Preliminary findings on inclusive hiring strategies that widen the candidate pool for higher-wage jobs suggest these approaches can work, but more research is needed on barriers to adoption and efforts to scale such efforts. The researchers recommend additional studies on how career ladders and high-involvement work systems—jobs that combine skill-building, autonomy, and a high level of engagement—could maximize benefits for workers in low-wage industries and sectors. More research is also needed on the long-term effects of DEI programs, particularly in low-wage settings.
The researchers also encourage qualitative and mixed-method studies to directly study the adoption and implementation—and challenges therein—of specific practices in a single employer or across employers. These case studies could provide roadmaps for peer organizations to implement promising practices.
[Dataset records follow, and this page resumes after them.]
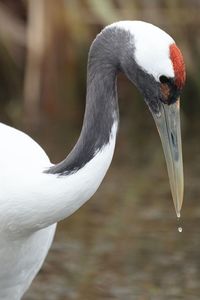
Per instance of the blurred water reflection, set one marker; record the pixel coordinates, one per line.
(124, 243)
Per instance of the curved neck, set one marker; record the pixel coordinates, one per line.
(101, 111)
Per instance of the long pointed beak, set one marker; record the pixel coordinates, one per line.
(168, 124)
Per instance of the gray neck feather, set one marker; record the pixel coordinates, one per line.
(101, 103)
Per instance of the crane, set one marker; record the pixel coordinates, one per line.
(36, 194)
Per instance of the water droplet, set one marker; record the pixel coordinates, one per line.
(180, 229)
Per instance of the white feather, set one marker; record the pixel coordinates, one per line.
(151, 46)
(31, 202)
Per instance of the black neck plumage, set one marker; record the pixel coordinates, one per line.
(101, 110)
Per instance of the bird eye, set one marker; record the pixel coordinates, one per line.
(164, 79)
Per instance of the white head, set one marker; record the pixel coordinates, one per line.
(155, 51)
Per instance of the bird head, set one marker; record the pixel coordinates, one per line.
(154, 63)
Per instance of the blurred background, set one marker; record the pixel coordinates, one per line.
(124, 243)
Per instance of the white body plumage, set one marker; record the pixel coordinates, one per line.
(31, 202)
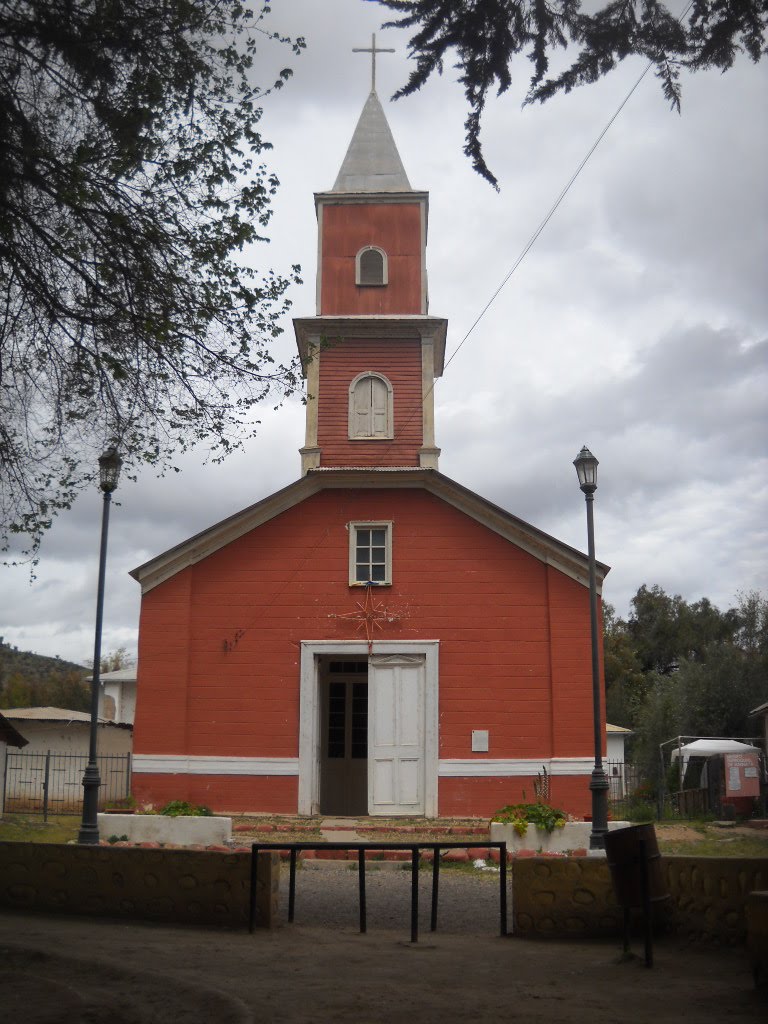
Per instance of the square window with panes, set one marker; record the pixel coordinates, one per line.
(370, 553)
Build data infrastructure to capture long-term trends and invest in holistic approaches
Labor market mobility research is still a nascent field. It is limited by a lack of large-scale, longitudinal datasets that track individual workers over time and across employers while also providing insights on their workplace experiences. “Upward mobility is a long-term, cumulative, and typically multijob process, and we need to measure it as such,” they write. Investments in data infrastructure that allow researchers to track long-term trends in earnings and other indicators and tie those to employers’ practices will be key to advancing mobility research.
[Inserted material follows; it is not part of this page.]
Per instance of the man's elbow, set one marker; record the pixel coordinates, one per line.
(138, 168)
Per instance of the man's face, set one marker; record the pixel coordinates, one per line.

In addition, novel approaches are needed to develop a holistic understanding of drivers or barriers to mobility, measured in higher earnings and access to better jobs. In their review of evidence, the researchers found studies that focused either on the effects of specific employer practices and job quality elements on workers or firms, or on racial or gender disparities in access to good jobs; few studies examined both. Effective mobility research should break down siloes between academic disciplines and research approaches and consider both the microeconomic effects of job quality and effective strategies for reducing racial and gender inequities.
Engage employers in field experiments
The researchers point out that in the current tight labor market, employers are struggling to hire—particularly in low-wage positions—and increasing wages and making other job quality improvements to attract workers. Now would be an opportune time for researchers to partner with employers to field experiments on some of these innovative approaches. Randomized experiments—in which researchers compare outcomes for a treatment and control group to establish cause and effect—could generate high-quality evidence on mobility outcomes, such as earnings growth, as well as job satisfaction and workers’ well-being. These types of studies are expensive to field and difficult to scale and may or may not be generalizable to an entire industry or sector. But randomized evaluations nonetheless offer a gold standard of evidence that could compel employers to change and policymakers to act.
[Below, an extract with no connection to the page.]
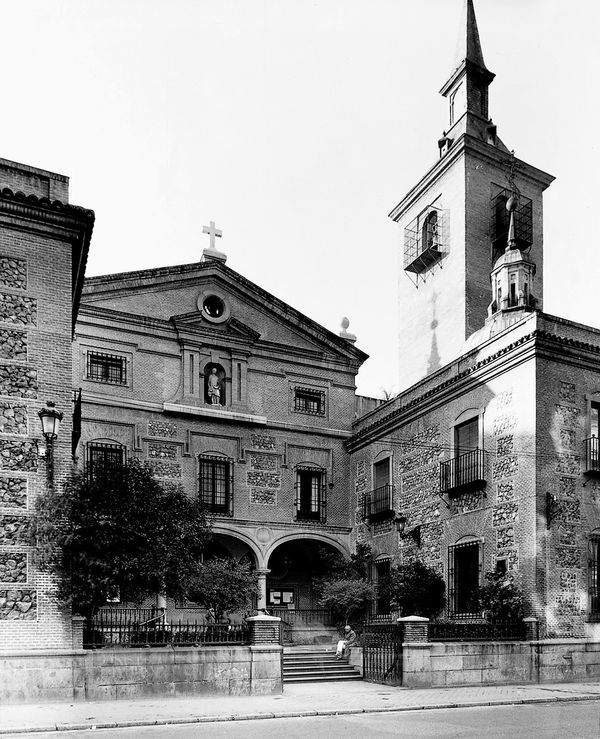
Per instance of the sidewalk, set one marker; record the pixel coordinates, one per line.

Link employer and employee survey data
Federally administered surveys of employers and employees exist in the US, but there are few examples of datasets that capture employers’ practices and workers’ experiences. These types of linked surveys are more common in countries such as Germany, which takes data from an employer survey and links it to individual worker administrative and social security records, suggesting this approach could be accomplished in the US. One recommendation is to match smaller samples of employer data with longitudinal datasets that track individual workers’ mobility. In addition, the researchers suggest richer questions about employer practices and jobs should be included in worker survey panels. These surveys could ask workers retrospective questions about their past employment experiences.